With up to 60% values missing, it is the betting odds columns that are causing the most anguish. New bookmaker sources get added, bookmakers go broke, or merge, and generally it all gets horribly messy. But, every cloud has a silver lining, and the Ag layer here is that all those bookmaker odds are highly correlated. “Estimating HS1 based on goals scored” is a level of making stuff up that gives even a politician pause, but if the odds of a home win from our other bookmakers range from 1.35 to 1.39, for a certain match, we are going to be fairly safe going with 1.37 for any missing bookmaker values.12

GLRM

Unhappy with both “Skip” and “MeanImputation” options, I first tried the GLRM algorithm to fill in the data. My first try was a very naive h2o.glrm(train, k = 9). It took so long I had to abort it, and found out that it was trying to work with 3830 columns! Each unique date, and each unique team name, had become a column. So I tried again, using just x, the list of column names we can validly use to learn a model from.

Objective is the measure of error in GLRM, and the default 50 iterations gave an objective of 2.76 million, and completed in 12.4 seconds; by increasing to 200 iterations it reduced the objective 839K, and increased the run time to 45 seconds. Here is the code to make the model, and then to make a version of train with no missing values:

m <- h2o.glrm(train, cols = x,
  k = 9, max_iterations = 200
  )
train2 <- h2o.reconstruct(m, train)

train2 just contains the x columns, and the column names are all different, so it would take some data hacking to merge these in to replace just the missing values in train. But the real problem with train2 is the values are outside the range of values in the original data. For instance, betting odds always have to be above 1.0. But some of the restored betting odds values were not just below 1.0 but were even negative. Other fields had a range of –1.0 to +1.0, but were being given values outside that range.

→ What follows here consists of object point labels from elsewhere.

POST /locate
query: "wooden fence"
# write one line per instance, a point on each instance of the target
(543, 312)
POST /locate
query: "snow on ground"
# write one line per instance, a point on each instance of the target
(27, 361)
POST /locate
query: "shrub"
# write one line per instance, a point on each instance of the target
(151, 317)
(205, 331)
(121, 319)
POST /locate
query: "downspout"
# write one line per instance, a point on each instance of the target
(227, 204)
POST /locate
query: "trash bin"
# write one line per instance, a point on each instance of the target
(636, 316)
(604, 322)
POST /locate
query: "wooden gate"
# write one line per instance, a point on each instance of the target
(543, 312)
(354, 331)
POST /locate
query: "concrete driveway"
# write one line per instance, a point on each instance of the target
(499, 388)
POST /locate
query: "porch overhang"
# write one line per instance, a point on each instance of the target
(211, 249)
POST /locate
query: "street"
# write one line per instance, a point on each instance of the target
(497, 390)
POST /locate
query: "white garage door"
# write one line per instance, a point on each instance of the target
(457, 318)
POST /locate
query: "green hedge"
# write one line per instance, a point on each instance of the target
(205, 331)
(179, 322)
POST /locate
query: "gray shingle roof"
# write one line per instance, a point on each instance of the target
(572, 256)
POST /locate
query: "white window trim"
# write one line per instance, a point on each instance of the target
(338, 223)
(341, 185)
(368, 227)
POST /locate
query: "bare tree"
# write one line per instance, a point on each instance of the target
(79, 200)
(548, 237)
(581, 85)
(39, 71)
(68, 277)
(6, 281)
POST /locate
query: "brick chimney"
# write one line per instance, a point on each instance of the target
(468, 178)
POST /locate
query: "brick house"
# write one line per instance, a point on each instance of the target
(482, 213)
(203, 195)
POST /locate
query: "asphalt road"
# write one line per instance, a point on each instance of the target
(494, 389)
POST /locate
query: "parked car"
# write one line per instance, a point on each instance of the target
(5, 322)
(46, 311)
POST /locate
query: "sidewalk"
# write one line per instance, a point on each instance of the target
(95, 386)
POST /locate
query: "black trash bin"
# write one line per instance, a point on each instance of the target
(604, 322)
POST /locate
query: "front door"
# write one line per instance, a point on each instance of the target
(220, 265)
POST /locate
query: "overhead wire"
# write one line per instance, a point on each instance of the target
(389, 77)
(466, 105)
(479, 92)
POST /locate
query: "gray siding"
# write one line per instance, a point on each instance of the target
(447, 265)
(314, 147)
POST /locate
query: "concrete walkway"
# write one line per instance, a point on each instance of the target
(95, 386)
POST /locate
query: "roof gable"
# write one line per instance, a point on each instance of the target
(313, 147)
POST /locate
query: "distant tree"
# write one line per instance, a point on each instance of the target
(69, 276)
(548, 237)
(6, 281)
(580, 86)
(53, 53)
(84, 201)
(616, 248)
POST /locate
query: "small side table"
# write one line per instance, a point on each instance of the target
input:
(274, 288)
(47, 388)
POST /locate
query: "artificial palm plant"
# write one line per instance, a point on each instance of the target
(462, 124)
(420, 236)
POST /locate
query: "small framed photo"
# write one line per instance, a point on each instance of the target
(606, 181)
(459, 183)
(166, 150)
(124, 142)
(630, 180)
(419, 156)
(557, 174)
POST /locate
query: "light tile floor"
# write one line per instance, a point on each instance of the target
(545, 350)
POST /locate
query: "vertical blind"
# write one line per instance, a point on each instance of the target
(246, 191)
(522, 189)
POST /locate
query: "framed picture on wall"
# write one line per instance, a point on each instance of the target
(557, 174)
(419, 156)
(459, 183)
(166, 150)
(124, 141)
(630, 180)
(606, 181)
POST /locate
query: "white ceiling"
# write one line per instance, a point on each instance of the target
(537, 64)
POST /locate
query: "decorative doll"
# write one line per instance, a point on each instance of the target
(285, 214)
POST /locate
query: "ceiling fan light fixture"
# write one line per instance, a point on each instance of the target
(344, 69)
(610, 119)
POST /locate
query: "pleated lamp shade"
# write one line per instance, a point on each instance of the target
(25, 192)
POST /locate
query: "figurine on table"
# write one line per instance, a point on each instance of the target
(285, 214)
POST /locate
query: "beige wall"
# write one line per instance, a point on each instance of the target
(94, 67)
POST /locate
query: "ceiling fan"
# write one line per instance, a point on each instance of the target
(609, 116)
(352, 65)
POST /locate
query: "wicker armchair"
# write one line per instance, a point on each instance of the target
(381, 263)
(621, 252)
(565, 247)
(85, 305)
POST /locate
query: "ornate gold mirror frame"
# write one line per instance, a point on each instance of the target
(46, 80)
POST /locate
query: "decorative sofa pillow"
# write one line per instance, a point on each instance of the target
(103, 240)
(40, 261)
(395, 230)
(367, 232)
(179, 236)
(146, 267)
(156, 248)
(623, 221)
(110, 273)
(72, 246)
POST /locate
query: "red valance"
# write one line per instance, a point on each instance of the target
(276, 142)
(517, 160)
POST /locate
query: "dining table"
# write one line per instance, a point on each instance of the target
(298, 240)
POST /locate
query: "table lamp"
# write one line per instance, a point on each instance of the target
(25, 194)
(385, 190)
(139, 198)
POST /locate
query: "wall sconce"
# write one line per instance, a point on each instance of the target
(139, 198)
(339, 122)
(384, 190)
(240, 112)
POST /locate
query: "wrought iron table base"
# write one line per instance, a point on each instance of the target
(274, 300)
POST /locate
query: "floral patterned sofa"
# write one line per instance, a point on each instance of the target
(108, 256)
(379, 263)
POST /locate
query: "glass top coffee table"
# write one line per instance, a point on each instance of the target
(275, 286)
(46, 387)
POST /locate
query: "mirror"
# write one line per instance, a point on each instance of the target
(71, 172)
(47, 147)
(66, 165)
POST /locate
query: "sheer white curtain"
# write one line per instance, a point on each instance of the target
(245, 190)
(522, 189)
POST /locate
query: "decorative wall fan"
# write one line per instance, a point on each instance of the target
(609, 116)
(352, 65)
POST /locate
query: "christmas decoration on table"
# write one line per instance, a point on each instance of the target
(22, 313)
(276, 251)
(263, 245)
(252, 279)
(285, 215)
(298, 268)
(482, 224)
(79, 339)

I made a number of attempts to use GLRM’s various parameters, or to try just using the odds columns, or different values for k, or more iterations, but couldn’t get past this fundamental flaw.

Lose the R!

I got much better results when I switched from using GLRM to using GLM. The idea is, for any given column, make a linear model to predict it based on the value in all the other columns. There are 39 columns that have at least one missing value, so this requires making 39 linear models.

As a first step, I decided to drop all data prior to the 2000/2001 season. It only consisted of the final result, no match stats, no betting odds, so very little to impute off of. That was done with this code, which creates a new data frame on the H2O cluster, and also gives it a friendly name:

train2000 <- h2o.assign(train[14237:nrow(train),], "train2000")

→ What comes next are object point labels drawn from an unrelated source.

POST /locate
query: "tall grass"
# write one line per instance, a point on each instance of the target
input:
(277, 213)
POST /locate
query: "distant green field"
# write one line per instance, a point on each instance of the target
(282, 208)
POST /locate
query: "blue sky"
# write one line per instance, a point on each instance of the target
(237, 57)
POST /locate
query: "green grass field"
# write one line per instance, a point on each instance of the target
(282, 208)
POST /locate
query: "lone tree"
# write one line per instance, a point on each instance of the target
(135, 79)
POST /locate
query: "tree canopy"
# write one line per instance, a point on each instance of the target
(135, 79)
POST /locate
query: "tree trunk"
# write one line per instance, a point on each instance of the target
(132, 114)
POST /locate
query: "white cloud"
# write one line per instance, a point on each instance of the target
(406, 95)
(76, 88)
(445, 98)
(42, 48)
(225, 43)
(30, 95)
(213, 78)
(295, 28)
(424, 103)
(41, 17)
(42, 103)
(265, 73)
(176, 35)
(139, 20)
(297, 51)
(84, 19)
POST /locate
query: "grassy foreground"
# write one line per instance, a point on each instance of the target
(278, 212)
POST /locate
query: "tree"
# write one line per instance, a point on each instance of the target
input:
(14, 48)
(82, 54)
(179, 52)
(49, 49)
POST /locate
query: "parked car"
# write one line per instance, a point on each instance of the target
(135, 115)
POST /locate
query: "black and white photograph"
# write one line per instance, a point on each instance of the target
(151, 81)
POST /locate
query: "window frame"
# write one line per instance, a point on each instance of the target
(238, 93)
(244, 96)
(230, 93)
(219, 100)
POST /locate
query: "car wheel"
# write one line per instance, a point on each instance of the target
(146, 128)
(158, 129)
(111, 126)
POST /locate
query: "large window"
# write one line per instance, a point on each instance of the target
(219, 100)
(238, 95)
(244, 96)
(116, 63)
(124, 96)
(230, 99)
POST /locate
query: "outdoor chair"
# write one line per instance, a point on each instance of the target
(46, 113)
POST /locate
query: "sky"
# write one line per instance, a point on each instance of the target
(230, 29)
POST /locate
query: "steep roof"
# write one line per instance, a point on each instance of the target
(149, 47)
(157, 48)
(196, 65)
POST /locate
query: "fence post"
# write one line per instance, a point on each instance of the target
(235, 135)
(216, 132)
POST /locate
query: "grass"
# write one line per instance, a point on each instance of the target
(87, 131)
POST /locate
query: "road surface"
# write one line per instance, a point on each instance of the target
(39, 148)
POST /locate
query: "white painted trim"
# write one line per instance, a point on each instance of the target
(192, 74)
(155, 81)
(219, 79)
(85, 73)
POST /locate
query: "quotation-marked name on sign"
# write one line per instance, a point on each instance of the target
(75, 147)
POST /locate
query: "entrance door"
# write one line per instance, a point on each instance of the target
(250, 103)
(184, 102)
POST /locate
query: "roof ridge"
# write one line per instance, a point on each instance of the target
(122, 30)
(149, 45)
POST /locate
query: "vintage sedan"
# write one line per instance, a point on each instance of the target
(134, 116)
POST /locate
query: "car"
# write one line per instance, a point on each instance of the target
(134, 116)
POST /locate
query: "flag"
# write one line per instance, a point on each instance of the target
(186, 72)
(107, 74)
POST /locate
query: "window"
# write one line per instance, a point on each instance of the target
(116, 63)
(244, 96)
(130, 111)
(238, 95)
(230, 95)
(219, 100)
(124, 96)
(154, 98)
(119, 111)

The following R loop shows how the fields storing betting odds were filled in. Because these columns are so highly correlated, I just trained each line model from the other odds columns and nothing else. That is what the setdiff(oddFields, y) statement is doing:

dNew <- as.data.frame(train2000)
colnames(dNew) <- colnames(train2000)

lapply(oddFields, function(y){
  missingCount = sum(is.na(dNew[,y]))
  if(missingCount == 0)return(NULL)

  m <- h2o.glm(setdiff(oddFields, y), y,
    train2000, model_id = paste0("GLM_",y),
    lambda_search = TRUE
    )
  res <- h2o.predict(m, train2000[is.na(train2000[,y]),])
  v <- as.vector(res)

  dNew <- get('dNew', envir = .GlobalEnv)
  dNew[is.na(dNew[,y]),y] <- as.vector(res)
  assign('dNew', dNew, envir=.GlobalEnv)
  })
train2000x <- as.h2o(dNew, destination_frame = "train2000x")

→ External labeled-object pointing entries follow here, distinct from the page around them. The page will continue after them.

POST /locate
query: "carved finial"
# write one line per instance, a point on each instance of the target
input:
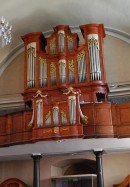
(39, 93)
(70, 90)
(85, 119)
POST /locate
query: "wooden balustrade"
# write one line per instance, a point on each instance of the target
(104, 120)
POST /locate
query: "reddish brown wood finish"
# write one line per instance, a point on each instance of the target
(104, 120)
(88, 88)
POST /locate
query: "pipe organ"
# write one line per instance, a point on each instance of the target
(65, 90)
(60, 74)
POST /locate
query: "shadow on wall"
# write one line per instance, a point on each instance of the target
(74, 167)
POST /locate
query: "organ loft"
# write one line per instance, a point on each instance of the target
(65, 90)
(60, 76)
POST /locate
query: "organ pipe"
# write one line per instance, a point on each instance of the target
(62, 71)
(61, 35)
(56, 115)
(81, 66)
(93, 45)
(72, 109)
(39, 106)
(71, 71)
(43, 71)
(31, 65)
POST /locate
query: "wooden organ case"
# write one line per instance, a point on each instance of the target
(60, 77)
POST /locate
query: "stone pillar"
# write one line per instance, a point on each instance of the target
(100, 180)
(36, 169)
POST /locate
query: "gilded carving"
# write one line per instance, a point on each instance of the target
(56, 130)
(80, 55)
(63, 113)
(43, 60)
(47, 115)
(70, 39)
(92, 41)
(31, 50)
(65, 129)
(52, 68)
(71, 65)
(52, 42)
(47, 131)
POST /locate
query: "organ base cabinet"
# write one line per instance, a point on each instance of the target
(88, 180)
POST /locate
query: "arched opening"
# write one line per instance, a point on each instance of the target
(75, 173)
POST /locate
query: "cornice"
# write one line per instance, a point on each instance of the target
(75, 29)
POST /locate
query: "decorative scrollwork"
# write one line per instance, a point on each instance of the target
(70, 39)
(56, 130)
(93, 41)
(85, 120)
(71, 90)
(71, 65)
(52, 42)
(47, 115)
(52, 68)
(63, 113)
(80, 55)
(39, 93)
(43, 60)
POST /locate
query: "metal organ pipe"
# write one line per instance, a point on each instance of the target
(61, 35)
(62, 69)
(94, 59)
(56, 115)
(81, 66)
(43, 71)
(72, 109)
(31, 65)
(39, 105)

The first couple of lines prepare a client-side data frame to store the imputed data in, and the last three lines in the loop are some R hackery to insert results, replacing just the missing values.13

The final line uploads the filled-in data to the H2O cluster, which is essential so we can reference it in the next block of code, which will fill in gaps in the other fields. It allows using the imputed odds data as a field to learn from when filling in the stats fields. Other than that, the following loop works just like the previous one:

mostFields <- setdiff(colnames(train), c("Date", "HomeTeam", "AwayTeam") )
lapply(statFields, function(y){
  missingCount <- sum(is.na(dNew[,y]))
  if(missingCount == 0)return(NULL)

  m <- h2o.glm(setdiff(mostFields, y), y,
    train2000x, model_id = paste0("GLM_",y),
    lambda_search = TRUE
    )
  res <- h2o.predict(m, train2000x[is.na(train2000x[,y]),])
  v <- as.vector(res)

  dNew <- get('dNew', envir = .GlobalEnv)
  dNew[is.na(dNew[,y]),y] <- as.vector(res)
  assign('dNew', dNew, envir=.GlobalEnv)
  })
train2000x <- as.h2o(dNew, destination_frame = "train2000x")

To get higher-quality results, valid2000x was made by merging the new training data with the current validation data:

trainValid <- h2o.rbind(train2000x,valid)

The two loops were the same. And the test data was filled in in just the same way, using the merger of three data sets:

trainValidTest <- h2o.rbind(train2000x, valid2000x, test)
Warning

Why not just merge train, valid, and test at the start, and run the loops once, instead of three times? Because that would be infecting the training data with knowledge of the future. When dealing with time-series data you need to keep thinking what data was available at what point in time, and remember that the test data represents unseen data that your model will be used on in production.

The final step was to export those data frames to csv files:

path = "/path/to/datasets/"
h2o.exportFile(train2000x, paste0(path",football.train2.csv"))
h2o.exportFile(valid2000x, paste0(path",football.valid2.csv"))
h2o.exportFile(test2000x, paste0(path",football.test2.csv"))

Unlike importing data, relative paths are not allowed by exportFile(), so a full path must be given.

Tip

I used GLM almost out-of-the-box, the only customization being to specify lambda search (and even that was not needed). Of course, it didn’t need to be GLM, and I imagine any of random forest, GBM, or deep learning would have done the job just as well, if not better.

But GLM was good enough, and is quick, and stays quick when scaled across clusters.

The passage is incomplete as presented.